Foto: Martin Rütschi

Egal, ob in Russland oder Deutschland – überall begreifen sich die Menschen als Europäer. Das stellte der Fotograf Martin Rütschi auf seinen Reisen fest. Er sah Gemeinsamkeiten. An den entlegensten Orten tragen die Menschen die gleichen T-Shirts, hören die gleiche Musik wie in den grossen Metropolen. Aber auch Unterschiede. «Die kulturelle Identität ist trotz Globalisierung stark», sagt er. Die Deutschen hätten beispielsweise einen anderen Bezug zum Essen als die Italiener oder Franzosen.

Auf seine Motive stiess Rütschi im Alltag. Er traf sie und fragte sie spontan an. «Ich wollte sie so zeigen, wie sie wirklich sind. Nicht in ihrer Eitelkeit.» Die Bilder entstanden deshalb auch in einem improvisierten Freiluft-Fotostudio, mit nichts mehr als einem weissen Hintergrund, einem Stativ und einer grossformatigen Kamera.

In einem persönlichen Rückblick präsentiert er sechs Bilder aus dem Fotoband. Und die Geschichten dahinter.

Blaublüter in England

«Ein wichtiges Ereignis im Kalender der Queen von England ist das Pferderennen Royal Ascot. Während drei Tagen findet sich der gesamte britische Adel in Ascot ein. Für die Männer und Damen gilt ein strikter Dresscode.
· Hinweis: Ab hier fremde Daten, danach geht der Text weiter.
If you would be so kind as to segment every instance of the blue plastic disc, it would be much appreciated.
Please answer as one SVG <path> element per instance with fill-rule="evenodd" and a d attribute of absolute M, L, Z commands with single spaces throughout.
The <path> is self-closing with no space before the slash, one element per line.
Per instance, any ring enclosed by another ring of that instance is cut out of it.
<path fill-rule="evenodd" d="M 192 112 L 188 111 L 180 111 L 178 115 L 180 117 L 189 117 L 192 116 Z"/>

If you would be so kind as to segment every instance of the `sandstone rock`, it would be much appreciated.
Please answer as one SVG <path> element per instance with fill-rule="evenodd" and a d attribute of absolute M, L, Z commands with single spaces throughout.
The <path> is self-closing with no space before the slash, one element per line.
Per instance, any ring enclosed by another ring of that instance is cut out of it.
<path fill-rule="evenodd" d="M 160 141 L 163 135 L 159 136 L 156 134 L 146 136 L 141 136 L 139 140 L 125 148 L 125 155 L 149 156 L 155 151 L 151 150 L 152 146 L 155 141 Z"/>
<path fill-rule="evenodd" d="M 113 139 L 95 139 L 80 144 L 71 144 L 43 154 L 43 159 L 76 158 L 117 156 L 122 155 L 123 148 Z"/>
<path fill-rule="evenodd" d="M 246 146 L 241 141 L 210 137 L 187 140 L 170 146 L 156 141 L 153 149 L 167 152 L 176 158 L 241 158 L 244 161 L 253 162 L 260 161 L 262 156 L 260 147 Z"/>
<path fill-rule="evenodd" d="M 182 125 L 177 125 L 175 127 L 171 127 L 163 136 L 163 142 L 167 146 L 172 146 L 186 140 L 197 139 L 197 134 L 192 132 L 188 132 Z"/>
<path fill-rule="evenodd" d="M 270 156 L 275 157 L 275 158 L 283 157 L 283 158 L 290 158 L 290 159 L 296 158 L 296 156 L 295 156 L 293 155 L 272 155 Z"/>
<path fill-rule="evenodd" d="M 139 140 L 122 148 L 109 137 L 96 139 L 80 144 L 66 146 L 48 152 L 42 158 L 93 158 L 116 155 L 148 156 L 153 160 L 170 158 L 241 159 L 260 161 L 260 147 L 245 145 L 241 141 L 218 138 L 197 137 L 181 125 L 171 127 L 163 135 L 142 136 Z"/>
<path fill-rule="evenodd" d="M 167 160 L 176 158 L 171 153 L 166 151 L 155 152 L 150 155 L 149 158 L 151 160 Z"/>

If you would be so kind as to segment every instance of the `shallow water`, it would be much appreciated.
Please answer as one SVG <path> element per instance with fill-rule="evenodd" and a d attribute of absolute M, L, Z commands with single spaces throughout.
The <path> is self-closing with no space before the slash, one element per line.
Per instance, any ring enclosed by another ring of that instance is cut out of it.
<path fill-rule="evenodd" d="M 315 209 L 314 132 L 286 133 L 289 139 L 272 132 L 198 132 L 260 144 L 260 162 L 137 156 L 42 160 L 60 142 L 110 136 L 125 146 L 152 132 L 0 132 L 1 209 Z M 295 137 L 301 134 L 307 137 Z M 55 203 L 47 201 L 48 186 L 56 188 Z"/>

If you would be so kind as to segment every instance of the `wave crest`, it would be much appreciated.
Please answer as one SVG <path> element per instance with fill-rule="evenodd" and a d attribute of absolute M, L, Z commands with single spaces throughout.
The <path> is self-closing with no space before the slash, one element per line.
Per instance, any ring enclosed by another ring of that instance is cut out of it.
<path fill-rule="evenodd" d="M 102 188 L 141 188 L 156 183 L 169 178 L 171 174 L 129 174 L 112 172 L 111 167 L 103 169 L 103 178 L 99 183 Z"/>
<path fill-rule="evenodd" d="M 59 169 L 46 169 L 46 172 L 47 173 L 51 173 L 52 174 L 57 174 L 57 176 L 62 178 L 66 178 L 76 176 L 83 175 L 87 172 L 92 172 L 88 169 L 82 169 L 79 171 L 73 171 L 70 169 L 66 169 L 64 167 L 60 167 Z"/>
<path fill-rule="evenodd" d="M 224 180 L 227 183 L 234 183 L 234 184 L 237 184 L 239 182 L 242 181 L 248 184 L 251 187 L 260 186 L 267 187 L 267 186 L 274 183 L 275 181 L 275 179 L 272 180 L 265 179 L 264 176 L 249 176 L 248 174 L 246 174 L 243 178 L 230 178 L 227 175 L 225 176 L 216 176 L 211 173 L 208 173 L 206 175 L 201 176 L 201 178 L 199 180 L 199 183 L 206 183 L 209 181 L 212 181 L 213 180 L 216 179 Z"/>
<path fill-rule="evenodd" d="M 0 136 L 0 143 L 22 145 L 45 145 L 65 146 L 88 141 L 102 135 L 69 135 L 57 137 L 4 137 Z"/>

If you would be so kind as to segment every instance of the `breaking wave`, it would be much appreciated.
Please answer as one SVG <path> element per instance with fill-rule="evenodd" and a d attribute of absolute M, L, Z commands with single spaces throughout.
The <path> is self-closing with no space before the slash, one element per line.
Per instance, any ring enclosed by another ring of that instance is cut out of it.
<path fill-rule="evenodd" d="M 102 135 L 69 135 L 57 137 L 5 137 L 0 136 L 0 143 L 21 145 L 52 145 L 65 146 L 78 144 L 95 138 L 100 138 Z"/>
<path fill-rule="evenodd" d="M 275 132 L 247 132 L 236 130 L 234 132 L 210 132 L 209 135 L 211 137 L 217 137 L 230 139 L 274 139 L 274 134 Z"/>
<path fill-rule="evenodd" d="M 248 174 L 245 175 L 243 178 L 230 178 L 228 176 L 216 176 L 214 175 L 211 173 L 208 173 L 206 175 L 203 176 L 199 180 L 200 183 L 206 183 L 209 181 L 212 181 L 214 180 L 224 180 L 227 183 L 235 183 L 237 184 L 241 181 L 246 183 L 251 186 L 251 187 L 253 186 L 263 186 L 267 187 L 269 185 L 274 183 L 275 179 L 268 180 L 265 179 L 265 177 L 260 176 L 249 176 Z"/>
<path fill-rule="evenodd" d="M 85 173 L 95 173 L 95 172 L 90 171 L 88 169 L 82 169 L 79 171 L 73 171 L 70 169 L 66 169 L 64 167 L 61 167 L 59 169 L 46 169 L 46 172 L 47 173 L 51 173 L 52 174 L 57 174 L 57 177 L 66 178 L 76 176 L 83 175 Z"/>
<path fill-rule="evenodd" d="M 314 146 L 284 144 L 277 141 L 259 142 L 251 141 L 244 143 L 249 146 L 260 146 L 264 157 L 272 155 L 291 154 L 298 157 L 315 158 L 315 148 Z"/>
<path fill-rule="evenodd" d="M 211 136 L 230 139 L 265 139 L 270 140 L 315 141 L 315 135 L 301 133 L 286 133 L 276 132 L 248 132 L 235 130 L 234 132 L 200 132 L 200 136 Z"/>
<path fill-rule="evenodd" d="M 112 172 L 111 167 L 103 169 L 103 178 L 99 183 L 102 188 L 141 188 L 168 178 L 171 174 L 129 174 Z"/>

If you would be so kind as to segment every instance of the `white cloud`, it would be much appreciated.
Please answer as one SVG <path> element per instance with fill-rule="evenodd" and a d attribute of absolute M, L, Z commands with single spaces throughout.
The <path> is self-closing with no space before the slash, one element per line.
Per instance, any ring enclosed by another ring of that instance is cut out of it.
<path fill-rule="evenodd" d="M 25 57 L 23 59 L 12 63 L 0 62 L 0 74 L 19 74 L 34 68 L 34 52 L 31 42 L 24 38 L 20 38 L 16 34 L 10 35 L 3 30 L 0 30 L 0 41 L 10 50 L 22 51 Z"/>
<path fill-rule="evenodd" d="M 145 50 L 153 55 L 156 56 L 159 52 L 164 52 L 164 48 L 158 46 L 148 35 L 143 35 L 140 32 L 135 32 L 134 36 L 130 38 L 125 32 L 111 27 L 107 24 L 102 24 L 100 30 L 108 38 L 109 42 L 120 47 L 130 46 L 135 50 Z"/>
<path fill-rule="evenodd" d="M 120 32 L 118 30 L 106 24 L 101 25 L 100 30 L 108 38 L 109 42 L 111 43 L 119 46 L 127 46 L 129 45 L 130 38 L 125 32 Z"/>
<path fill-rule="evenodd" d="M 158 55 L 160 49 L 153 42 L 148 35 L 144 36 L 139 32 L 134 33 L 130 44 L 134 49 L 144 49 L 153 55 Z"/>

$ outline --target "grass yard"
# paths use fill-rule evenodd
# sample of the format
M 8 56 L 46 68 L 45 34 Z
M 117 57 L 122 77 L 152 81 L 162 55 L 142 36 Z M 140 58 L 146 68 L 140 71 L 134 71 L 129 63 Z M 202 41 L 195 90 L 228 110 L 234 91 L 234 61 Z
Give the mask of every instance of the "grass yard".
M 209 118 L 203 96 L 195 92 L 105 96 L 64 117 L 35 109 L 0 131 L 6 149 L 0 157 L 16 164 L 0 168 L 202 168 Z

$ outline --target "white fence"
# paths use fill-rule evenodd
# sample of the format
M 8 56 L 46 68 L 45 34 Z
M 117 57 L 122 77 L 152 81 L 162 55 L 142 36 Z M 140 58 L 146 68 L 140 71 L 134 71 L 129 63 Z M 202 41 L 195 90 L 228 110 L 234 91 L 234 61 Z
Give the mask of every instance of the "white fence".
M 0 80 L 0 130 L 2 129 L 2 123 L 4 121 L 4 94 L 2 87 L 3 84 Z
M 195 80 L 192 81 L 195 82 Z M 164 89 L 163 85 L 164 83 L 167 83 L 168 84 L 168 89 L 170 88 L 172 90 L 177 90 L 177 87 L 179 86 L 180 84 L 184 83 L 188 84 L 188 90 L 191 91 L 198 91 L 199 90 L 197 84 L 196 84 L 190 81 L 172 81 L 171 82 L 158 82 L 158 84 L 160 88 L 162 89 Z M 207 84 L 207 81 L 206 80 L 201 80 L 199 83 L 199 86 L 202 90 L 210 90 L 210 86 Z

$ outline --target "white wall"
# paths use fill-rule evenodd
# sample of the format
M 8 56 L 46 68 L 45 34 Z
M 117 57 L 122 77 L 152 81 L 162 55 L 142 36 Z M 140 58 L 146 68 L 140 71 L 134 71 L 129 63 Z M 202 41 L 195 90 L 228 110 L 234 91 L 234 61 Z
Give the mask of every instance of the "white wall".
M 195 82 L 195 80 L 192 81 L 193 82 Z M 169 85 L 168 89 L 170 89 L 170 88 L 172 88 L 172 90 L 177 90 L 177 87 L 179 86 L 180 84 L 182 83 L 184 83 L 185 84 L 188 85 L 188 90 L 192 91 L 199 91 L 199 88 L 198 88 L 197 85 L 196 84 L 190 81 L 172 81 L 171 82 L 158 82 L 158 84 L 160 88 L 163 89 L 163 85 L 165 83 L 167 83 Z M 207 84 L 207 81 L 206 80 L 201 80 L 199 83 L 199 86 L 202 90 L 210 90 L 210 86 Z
Highlight sind natürlich die tollen Hüte der Damen. Als ich Gerard Osei-Bonsu und Louise Kirketerp gesehen habe, war ich sofort fasziniert von diesem Paar. Lustigerweise zogen die beiden kurz danach in die Schweiz, und ich traf sie zufällig auf einer Cocktail-Party wieder. Wir haben viel gelacht und einige Gin Tonics getrunken. What a small world.»

Wettbewerb unter Bauern in Irland

«Die zwei Bauernkinder Margaret Connors und ihre Zwillingsschwester Elisabeth habe ich beim Ploughing im County Louth im Nordosten Irlands getroffen. Einer der bedeutendsten Anlässe des Jahres. Hunderte von Bauern kommen mit ihren Traktoren und Pflügen zusammen – für einen Wettbewerb im Pflügen. Die Connors waren über 200 Kilometer aus ihrem Heimatdorf hergereist. Es regnete, das machte es zu einem anspruchsvollen und dreckigen Wettbewerb. Margaret war neugierig auf mein Projekt und fragte mir Löcher in den Bauch.»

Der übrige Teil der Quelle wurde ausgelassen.